Ford assembly plant fuel spill identified during Flat Rock fume emergency

A fuel spill at the Ford Flat Rock assembly plant has been identified as the source of fumes containing potentially carcinogenic benzene in the city’s sanitary sewer system in recent days, a ministry spokeswoman said on Friday. Michigan Environment, Great Lakes and Energy.

“(Ford) took action, including inserting plugs into the on-site sanitary sewer system to prevent it from entering the town’s sanitation system, at a location north of Gibraltar Road on the property of Ford Flat Rock assembly plant, ”EGLE spokesperson Jill Greenberg said.

Greenberg said early estimates are that between 1,000 and 3,000 gallons of unleaded fuel have spilled from the leak at the Ford plant.

The city of Flat Rock has started using fire fighting foam to suppress fumes, she said.

“The emulsifying foam solution, which does not contain the contaminant PFAS (per- and polyfluoroalkyl substances), is designed to bind to hydrocarbons like gasoline to help break down organic compounds,” Greenberg said. “It will be applied inside impacted sanitary sewers to reduce combustibility.”

Bob Holycross, vice president of sustainability, environmental and safety engineering at Ford, released a statement Friday evening:

“On Wednesday afternoon, we discovered what originally looked like a relatively small leak in a pipe that carries gasoline used to power vehicles built at the plant,” he said. “We closed the fuel line, called in experts to remove gas from a containment tank and the main storage tank, and informed authorities of what we found. We then believed the leak was contained in our property.

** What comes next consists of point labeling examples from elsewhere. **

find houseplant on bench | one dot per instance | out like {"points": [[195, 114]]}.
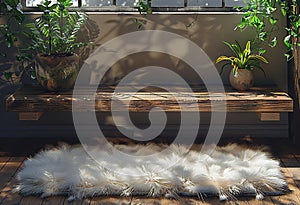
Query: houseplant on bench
{"points": [[244, 61], [53, 37]]}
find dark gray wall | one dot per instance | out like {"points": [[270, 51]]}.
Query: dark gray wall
{"points": [[209, 31]]}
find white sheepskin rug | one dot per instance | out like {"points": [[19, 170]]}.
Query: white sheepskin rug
{"points": [[228, 172]]}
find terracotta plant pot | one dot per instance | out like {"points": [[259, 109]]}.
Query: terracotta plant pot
{"points": [[242, 81], [56, 73]]}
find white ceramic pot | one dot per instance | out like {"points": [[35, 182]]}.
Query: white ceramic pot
{"points": [[243, 79]]}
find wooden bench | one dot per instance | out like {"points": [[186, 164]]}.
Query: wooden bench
{"points": [[31, 101]]}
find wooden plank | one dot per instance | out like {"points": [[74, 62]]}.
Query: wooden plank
{"points": [[30, 115], [269, 116], [256, 100], [77, 202]]}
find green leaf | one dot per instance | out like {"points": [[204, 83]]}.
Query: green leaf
{"points": [[287, 41], [274, 42], [8, 75], [273, 20]]}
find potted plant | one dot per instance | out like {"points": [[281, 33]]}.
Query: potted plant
{"points": [[244, 61], [53, 37], [262, 16], [11, 17]]}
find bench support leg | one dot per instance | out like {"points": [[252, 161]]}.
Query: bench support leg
{"points": [[30, 115], [264, 116]]}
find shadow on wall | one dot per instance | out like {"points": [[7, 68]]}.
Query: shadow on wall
{"points": [[208, 32]]}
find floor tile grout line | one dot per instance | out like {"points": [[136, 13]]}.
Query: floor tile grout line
{"points": [[5, 163]]}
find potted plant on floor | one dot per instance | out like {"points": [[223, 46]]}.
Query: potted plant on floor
{"points": [[244, 61], [53, 37]]}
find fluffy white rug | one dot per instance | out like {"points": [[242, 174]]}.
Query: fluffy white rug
{"points": [[227, 172]]}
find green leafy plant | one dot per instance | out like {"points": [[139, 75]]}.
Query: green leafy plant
{"points": [[13, 16], [55, 31], [261, 15], [144, 8], [243, 59]]}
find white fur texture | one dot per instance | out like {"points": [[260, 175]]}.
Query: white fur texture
{"points": [[227, 172]]}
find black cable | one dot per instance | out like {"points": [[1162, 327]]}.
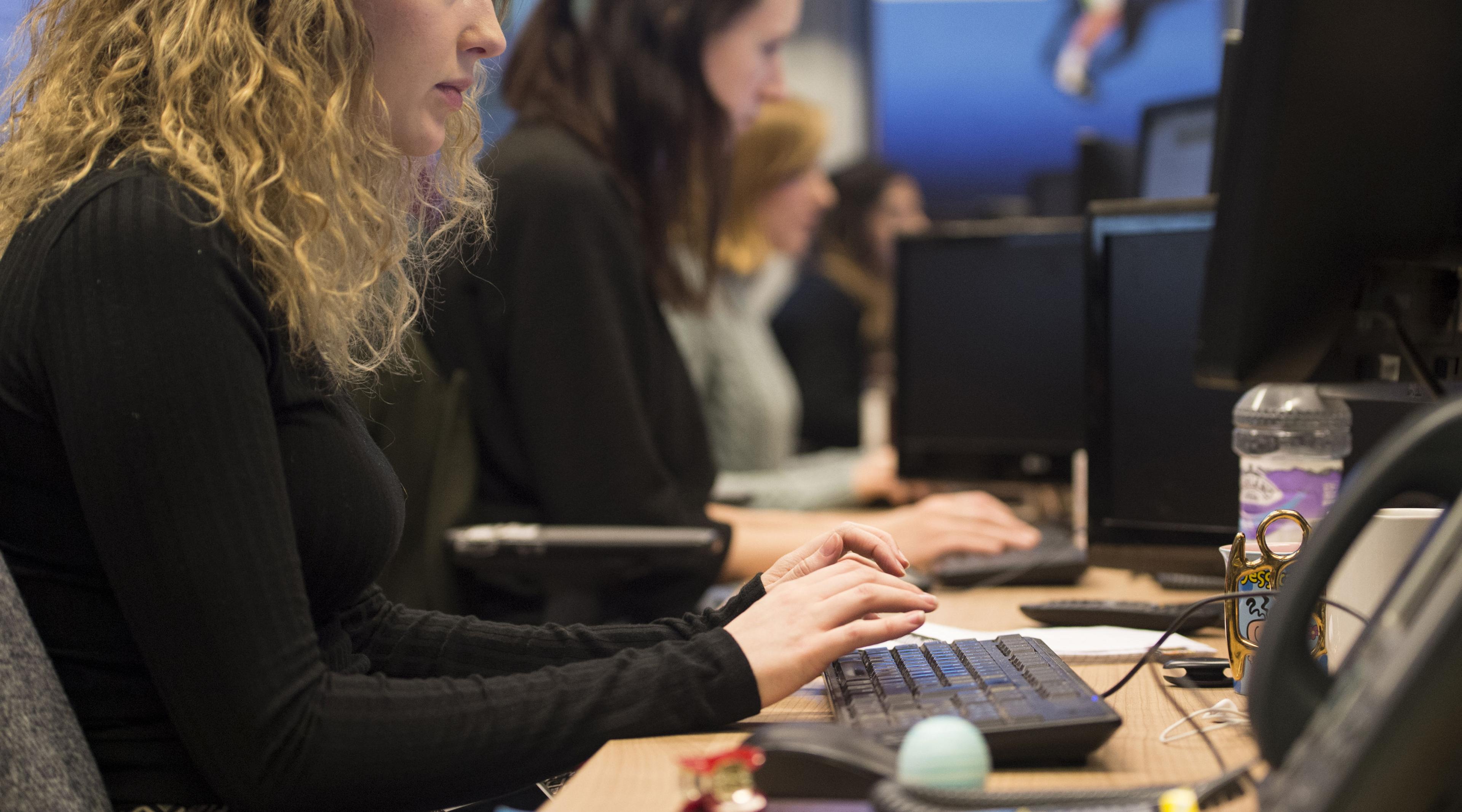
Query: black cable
{"points": [[1408, 350], [1198, 726], [1194, 608]]}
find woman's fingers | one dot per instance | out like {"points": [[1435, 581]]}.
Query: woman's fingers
{"points": [[873, 599], [881, 628], [873, 543], [849, 574]]}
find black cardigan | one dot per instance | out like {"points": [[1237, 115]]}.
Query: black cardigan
{"points": [[195, 526], [583, 404]]}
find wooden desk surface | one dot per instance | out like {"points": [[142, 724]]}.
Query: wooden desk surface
{"points": [[642, 774]]}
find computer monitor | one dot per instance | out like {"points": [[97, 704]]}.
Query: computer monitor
{"points": [[1340, 199], [989, 350], [1160, 460], [1106, 169], [1176, 153]]}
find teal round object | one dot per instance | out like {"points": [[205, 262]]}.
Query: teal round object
{"points": [[945, 753]]}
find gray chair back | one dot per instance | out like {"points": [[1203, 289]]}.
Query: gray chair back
{"points": [[45, 761]]}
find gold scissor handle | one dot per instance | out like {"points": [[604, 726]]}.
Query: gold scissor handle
{"points": [[1270, 520]]}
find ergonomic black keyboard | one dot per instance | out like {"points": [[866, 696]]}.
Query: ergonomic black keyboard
{"points": [[1055, 561], [1028, 703], [1132, 615]]}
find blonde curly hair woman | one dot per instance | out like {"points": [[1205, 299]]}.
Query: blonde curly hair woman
{"points": [[214, 214]]}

“With the support of outside experts, we continued to investigate. Today we determined that the magnitude of the fuel leak was much larger and that Ford is the likely source of the problem at Flat Rock, which we apologize.”

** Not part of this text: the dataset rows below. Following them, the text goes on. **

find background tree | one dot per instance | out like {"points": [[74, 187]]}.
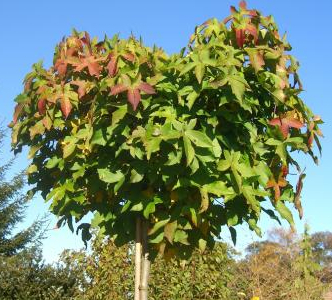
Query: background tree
{"points": [[23, 274], [109, 271], [282, 267], [168, 147], [13, 203]]}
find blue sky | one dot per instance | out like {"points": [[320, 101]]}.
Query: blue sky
{"points": [[30, 29]]}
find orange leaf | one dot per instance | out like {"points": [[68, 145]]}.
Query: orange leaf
{"points": [[134, 97], [66, 106]]}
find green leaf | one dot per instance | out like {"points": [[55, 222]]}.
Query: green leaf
{"points": [[152, 146], [189, 150], [68, 149], [223, 165], [233, 234], [135, 176], [157, 239], [99, 137], [119, 114], [201, 245], [251, 199], [158, 225], [169, 231], [149, 209], [181, 236], [238, 85], [109, 177], [32, 169], [199, 72], [38, 128], [187, 67], [53, 162], [218, 188], [199, 138], [284, 212], [137, 207]]}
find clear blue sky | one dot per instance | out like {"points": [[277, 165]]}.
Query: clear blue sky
{"points": [[30, 29]]}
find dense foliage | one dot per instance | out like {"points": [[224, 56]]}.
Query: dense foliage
{"points": [[25, 276], [110, 270], [281, 267], [190, 142]]}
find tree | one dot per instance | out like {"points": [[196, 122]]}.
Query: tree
{"points": [[282, 267], [168, 148], [13, 203], [26, 276], [23, 274], [109, 271]]}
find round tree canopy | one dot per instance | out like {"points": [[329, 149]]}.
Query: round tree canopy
{"points": [[189, 142]]}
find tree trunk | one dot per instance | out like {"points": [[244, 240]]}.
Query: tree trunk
{"points": [[145, 263], [138, 258]]}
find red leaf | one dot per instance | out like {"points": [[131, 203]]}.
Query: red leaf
{"points": [[27, 84], [276, 186], [243, 5], [285, 124], [226, 20], [253, 31], [93, 67], [117, 89], [91, 63], [61, 66], [129, 56], [41, 106], [146, 88], [65, 106], [47, 122], [284, 170], [240, 36], [81, 87], [233, 9], [311, 139], [112, 66], [297, 199], [17, 112], [134, 97]]}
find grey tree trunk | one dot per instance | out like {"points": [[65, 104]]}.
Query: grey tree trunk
{"points": [[138, 258], [145, 263]]}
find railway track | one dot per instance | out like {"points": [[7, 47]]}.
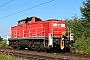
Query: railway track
{"points": [[34, 55]]}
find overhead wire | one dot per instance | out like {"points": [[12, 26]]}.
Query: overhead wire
{"points": [[18, 5], [6, 3], [28, 9]]}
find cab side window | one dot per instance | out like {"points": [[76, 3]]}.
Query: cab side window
{"points": [[27, 21]]}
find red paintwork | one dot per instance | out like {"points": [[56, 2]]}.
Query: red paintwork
{"points": [[37, 28]]}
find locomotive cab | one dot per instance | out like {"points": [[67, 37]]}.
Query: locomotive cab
{"points": [[33, 33]]}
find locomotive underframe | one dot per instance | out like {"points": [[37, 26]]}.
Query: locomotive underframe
{"points": [[37, 43]]}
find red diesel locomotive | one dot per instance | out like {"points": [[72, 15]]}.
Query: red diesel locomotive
{"points": [[33, 33]]}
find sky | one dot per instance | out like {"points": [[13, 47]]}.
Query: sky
{"points": [[11, 12]]}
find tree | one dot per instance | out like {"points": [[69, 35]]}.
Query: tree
{"points": [[86, 10]]}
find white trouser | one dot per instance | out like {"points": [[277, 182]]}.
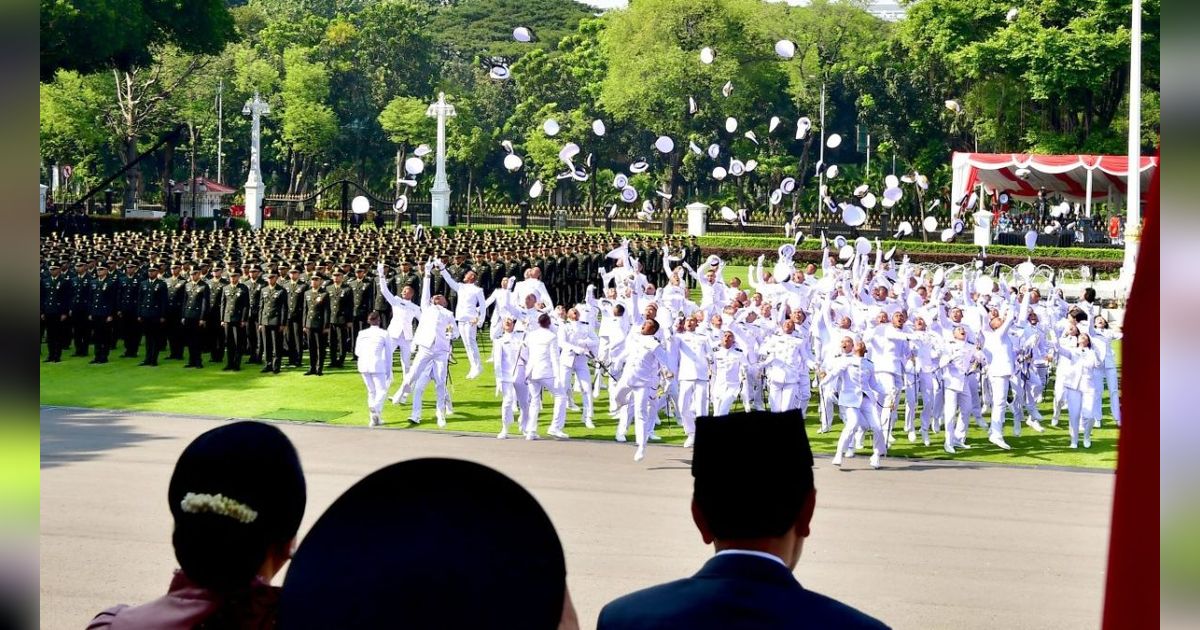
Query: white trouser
{"points": [[955, 413], [1110, 381], [861, 419], [645, 401], [909, 387], [1059, 388], [579, 369], [693, 403], [723, 396], [537, 385], [827, 406], [783, 396], [751, 389], [892, 385], [516, 396], [377, 389], [927, 389], [427, 365], [1018, 385], [1072, 399], [1029, 394], [405, 349], [467, 333], [1092, 389], [973, 388], [999, 403], [1043, 371]]}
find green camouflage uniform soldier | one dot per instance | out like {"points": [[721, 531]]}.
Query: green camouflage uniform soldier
{"points": [[234, 315], [81, 300], [197, 298], [127, 310], [253, 341], [153, 312], [316, 325], [273, 317], [177, 287], [341, 304], [294, 334], [363, 298], [55, 304], [216, 340], [101, 313]]}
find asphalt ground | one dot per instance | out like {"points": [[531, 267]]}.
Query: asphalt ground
{"points": [[917, 544]]}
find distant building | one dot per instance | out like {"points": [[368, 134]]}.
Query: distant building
{"points": [[887, 11], [208, 197]]}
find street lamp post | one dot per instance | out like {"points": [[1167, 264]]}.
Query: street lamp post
{"points": [[1133, 197]]}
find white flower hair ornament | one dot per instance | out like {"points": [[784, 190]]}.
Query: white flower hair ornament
{"points": [[219, 504]]}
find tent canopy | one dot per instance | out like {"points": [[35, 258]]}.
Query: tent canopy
{"points": [[1077, 178]]}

Holycross added that the plant is on a scheduled shutdown over the Labor Day long weekend, and that staff are working “urgently” to deal with the fuel spill. “We need to know more to confidently develop and implement a corrective plan,” he said.

“Together with the authorities, we are also identifying the people whose lives have been disrupted by this and we are committed to helping those neighbors as we resolve this issue.”

Michigan Gov. Gretchen Whitmer and Wayne County General Manager Warren Evans declared a state of emergency earlier this week as mysterious fumes poured into Flat Rock’s sanitary sewers, affecting a area of ​​almost 4 square miles of the city.

Emergency and environmental responders, including EGLE, the United States Environmental Protection Agency, and hazardous materials response teams in several areas have spent the last two days searching for a source for the vapors, which have been detected at manhole covers and in some homes at flammable levels. Seven residences were evacuated as a precaution, and the River Heights Academy charter school on Olmstead Road is also closing until at least Tuesday as a precautionary measure due to detected benzene levels, Greenberg said.

Benzene is a highly flammable chemical found in crude oil and gasoline and also used in various industrial products and processes. Benzene is a carcinogen that damages human bone marrow and blood, although usually with high and prolonged exposure.

The area in which the vapors were detected is bounded to the north by Vreeland Road, to the west by Cahill Road, to the east by I-75 and to the south by Woodruff Road.

Three detectors are installed outside the pumping station on Olmstead Road near Cottonwood Drive in Flat Rock on September 3, 2021.
River Heights Academy on Olmstead Road in Flat Rock on September 3, 2021.

Anyone smelling a chemical-like odor in Flat Rock is asked to contact the City Fire Department’s non-emergency line at 734-782-2496 and dial 0. Anyone feeling sick from the odors must immediately leave home or business, go out into the fresh air and dial 911.